Realistically, there is a big difference between an educated opinion on journalism, and a non-educated consumption of it. It is neither good or bad, it is simply informed or uninformed understanding; contextualised or non-contextualised reading. I agree with the academics on this show in that anyone who works as a journalist, anyone who calls themselves a journalist, should be taking in to account that the general public maybe or may not be informed about everything being spoken about in their news media. In an age where opinion and corporate (and political) bias so obviously infiltrates news media, journalists should be transparent in their communications with their audience in how much of what they are writing is analysis or opinion, as opposed to straight up fact.

It is not about assuming that the general public is stupid, as these conservatives are accusing the academics. Nooooo, it is about acknowledging and tailoring to the difference in understanding and education. One cannot assume that a 22 year old mother of 2 kids living in Resovoir, Victoria, who finished high school in year 10, has the same understanding of media bias than that of a 22 year old living in Cottesloe, Western Australia with no children who is about to finish their bachelor degree in engineering, will have… every individual is different, has different backgrounds, different levels of education, different cultural understandings.

In a multi cultural society, it is the job of the journalist to take all of these factors in to account when they tell the stories they’re paid (or, sometimes, not paid) to tell, about the people who are not trained to effectively tell their stories.

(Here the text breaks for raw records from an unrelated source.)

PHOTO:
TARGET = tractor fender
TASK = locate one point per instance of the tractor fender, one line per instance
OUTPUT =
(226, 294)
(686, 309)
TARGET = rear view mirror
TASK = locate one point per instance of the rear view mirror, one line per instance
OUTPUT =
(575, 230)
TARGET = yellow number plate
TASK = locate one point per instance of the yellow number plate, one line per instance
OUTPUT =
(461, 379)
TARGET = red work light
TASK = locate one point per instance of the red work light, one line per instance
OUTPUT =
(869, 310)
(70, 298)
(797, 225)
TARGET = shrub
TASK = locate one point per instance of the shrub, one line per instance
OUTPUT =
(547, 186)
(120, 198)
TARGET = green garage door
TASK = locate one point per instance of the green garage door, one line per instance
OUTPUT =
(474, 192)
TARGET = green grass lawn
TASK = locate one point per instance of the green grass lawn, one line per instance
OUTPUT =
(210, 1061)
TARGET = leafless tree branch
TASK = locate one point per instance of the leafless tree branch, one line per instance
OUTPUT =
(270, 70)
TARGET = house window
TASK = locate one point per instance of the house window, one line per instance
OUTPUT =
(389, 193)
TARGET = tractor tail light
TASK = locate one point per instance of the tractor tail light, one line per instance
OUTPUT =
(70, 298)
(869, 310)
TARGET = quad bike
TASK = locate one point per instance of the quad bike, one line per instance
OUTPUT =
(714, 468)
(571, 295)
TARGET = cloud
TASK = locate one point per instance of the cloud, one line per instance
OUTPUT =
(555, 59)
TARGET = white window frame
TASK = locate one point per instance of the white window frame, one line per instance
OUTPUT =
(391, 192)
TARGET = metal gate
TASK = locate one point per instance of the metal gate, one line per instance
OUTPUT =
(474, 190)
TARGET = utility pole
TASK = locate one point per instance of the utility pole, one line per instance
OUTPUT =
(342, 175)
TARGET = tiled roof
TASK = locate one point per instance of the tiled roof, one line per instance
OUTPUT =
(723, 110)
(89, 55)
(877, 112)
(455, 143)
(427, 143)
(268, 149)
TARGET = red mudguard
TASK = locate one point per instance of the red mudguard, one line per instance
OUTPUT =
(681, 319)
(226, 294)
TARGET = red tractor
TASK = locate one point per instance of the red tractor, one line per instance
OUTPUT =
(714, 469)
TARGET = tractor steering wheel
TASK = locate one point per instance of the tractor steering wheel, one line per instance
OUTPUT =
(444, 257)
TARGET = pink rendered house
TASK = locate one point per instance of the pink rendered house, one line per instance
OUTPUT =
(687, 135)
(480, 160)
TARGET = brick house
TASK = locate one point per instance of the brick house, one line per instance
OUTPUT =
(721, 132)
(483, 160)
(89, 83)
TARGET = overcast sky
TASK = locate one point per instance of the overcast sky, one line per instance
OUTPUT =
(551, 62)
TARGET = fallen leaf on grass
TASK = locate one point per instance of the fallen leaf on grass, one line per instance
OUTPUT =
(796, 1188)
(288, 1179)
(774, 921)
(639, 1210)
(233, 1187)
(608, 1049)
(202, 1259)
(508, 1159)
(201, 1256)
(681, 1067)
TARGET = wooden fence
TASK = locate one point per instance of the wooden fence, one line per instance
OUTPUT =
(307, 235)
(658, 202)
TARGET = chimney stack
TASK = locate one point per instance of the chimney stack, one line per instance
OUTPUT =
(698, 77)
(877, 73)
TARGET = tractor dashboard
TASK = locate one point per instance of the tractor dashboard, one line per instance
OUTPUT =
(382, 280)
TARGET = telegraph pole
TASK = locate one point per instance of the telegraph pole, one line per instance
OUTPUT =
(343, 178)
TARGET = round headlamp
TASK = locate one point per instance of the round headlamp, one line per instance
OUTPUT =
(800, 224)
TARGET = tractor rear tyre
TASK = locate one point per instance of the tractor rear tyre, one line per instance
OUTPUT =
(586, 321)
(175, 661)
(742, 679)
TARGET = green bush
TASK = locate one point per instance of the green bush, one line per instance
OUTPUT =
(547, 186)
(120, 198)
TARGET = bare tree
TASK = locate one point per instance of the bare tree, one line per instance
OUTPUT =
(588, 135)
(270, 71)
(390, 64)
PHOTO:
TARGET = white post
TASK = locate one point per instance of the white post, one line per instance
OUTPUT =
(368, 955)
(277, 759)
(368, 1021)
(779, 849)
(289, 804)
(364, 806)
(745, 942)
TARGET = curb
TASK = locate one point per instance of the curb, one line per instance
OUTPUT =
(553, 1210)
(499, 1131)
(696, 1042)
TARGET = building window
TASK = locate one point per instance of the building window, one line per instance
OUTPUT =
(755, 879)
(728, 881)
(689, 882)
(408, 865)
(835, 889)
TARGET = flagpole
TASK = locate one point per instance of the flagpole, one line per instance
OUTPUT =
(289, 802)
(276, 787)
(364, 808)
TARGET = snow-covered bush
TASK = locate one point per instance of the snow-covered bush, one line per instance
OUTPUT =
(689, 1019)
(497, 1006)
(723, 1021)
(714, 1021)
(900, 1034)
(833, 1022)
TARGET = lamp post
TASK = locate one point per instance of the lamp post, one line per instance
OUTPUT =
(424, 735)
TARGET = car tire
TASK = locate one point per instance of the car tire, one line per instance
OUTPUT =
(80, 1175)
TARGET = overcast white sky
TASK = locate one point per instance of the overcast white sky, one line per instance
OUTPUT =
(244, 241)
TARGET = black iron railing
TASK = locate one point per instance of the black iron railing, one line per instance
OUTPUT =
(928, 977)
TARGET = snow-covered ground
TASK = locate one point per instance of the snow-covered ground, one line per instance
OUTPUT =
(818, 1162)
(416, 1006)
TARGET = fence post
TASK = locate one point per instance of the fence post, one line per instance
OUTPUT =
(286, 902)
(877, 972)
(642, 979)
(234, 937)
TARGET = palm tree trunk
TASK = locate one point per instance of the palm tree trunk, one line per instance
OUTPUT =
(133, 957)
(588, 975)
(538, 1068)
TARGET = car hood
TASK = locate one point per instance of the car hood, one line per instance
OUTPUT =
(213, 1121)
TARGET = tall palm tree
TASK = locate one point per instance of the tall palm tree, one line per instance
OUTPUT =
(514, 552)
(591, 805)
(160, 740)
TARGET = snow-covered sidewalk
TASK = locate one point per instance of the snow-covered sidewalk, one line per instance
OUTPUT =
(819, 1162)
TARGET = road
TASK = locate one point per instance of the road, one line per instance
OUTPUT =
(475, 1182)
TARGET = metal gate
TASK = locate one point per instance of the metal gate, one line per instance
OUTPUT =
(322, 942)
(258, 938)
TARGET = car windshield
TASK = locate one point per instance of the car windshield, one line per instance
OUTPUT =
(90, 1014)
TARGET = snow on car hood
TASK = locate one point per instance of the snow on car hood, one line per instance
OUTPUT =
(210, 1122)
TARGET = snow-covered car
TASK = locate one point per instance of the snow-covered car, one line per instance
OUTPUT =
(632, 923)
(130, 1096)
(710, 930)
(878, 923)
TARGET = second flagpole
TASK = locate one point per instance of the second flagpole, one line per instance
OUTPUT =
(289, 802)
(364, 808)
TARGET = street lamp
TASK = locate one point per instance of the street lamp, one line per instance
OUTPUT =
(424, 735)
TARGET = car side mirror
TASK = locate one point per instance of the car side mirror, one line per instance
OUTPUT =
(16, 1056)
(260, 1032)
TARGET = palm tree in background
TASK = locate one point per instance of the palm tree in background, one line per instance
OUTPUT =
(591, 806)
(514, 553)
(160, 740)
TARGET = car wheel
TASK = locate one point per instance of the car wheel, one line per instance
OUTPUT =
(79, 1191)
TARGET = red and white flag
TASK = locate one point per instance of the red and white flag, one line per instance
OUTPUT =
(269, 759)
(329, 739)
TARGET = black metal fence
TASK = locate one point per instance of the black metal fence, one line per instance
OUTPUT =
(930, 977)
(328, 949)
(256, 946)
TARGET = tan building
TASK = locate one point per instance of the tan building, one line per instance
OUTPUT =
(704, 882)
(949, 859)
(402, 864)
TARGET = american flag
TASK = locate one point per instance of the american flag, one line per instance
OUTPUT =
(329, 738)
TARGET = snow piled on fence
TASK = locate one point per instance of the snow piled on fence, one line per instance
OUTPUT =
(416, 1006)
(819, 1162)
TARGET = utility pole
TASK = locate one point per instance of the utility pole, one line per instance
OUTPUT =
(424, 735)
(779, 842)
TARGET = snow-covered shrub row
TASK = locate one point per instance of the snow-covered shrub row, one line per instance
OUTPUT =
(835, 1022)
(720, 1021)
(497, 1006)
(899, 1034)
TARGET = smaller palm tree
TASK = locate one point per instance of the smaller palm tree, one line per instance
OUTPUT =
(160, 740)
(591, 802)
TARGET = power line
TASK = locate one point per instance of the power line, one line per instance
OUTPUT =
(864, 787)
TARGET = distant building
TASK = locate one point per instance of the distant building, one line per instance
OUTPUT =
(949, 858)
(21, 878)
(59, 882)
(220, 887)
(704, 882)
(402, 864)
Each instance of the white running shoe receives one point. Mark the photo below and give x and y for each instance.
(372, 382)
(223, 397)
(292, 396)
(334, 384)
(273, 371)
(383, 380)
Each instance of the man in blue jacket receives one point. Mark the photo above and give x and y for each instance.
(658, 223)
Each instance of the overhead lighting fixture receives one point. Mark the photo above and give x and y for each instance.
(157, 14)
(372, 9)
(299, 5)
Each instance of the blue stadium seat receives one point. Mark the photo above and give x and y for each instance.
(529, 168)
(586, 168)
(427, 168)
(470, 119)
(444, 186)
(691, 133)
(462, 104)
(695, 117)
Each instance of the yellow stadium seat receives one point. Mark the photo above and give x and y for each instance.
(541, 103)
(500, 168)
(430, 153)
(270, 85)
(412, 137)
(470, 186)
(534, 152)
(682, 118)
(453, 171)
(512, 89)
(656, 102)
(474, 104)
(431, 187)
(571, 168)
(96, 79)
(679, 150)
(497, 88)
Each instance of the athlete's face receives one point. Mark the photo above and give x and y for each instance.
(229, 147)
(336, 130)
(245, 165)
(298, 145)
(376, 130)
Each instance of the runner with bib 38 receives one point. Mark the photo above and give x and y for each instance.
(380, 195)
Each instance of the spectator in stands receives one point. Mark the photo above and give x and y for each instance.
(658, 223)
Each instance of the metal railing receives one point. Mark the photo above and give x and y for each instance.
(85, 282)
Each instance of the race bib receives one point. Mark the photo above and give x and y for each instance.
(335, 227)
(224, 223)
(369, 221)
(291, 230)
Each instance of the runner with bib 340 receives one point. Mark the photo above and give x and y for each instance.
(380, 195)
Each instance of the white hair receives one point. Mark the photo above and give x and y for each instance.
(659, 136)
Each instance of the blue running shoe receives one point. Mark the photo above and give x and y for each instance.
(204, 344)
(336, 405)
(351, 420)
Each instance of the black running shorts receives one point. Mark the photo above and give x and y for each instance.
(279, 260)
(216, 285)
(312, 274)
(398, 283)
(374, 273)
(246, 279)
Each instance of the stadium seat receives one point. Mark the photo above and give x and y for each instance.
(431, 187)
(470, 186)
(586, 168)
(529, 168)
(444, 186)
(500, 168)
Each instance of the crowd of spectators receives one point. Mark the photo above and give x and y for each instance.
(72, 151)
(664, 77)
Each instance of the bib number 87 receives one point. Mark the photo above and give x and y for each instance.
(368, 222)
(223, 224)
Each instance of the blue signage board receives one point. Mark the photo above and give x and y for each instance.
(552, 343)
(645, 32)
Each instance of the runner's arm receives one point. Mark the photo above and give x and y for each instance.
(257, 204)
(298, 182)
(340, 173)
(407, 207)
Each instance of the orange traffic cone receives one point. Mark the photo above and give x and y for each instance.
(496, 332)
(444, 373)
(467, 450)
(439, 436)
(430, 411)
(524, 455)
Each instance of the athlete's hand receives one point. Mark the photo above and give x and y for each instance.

Some journalists need to sell their papers and their works, sure, but the ethics of their craft (and civilisation is founded on a delicate, humanist understanding of ethics, after all) dictate that the act of the sale is no reason to intentionally mislead the public in to purchasing things based on the spectacle of drama, of intrigue, of tragedy. No one should be dumbing anything down, no one should be condescending, no one should be sensationalising- anyone working as a news journalist should be, in my opinion, speaking in plain English as much as possible, and keeping bias out of it. It’s that simple.

So, with all that research I’ve been reading about, I’ve been thinking that maybe, maybe, these right leaning journalists, the ones dismissing the academics on the aforementioned Cultural Intelligence panel, are leaning that way because not only were they born with the genetic coding which leads them in to behaviours that fall in line with the selfish individualism of capitalist society, but they are also feeling a bit threatened by how rapidly society is changing away from traditional capitalist modes.

One only has to look at the amount of freelancers and start-up companies working in new technologies and not looking to gain a huge profit, and how many of these individuals and companies are interested and investing in sustainable energies and technologies etc, to see that traditional notions of industry are changing. A more technocratic society is emerging, where economics is beginning to be viewed differently, thanks to the credit-crisis fallout so many westerners under the age of 30 have seen happen in their lifetimes.

I have no conclusion for this. There is no conclusion. The thing I’ve noticed going on in discussions about genetics influencing political opinion is a resounding: “Uh, so… what do we do with this information?” There probably isn’t much we really can do, other than keep it in mind. So uh, just keep it in mind. Try not to let the bastards get you down etc?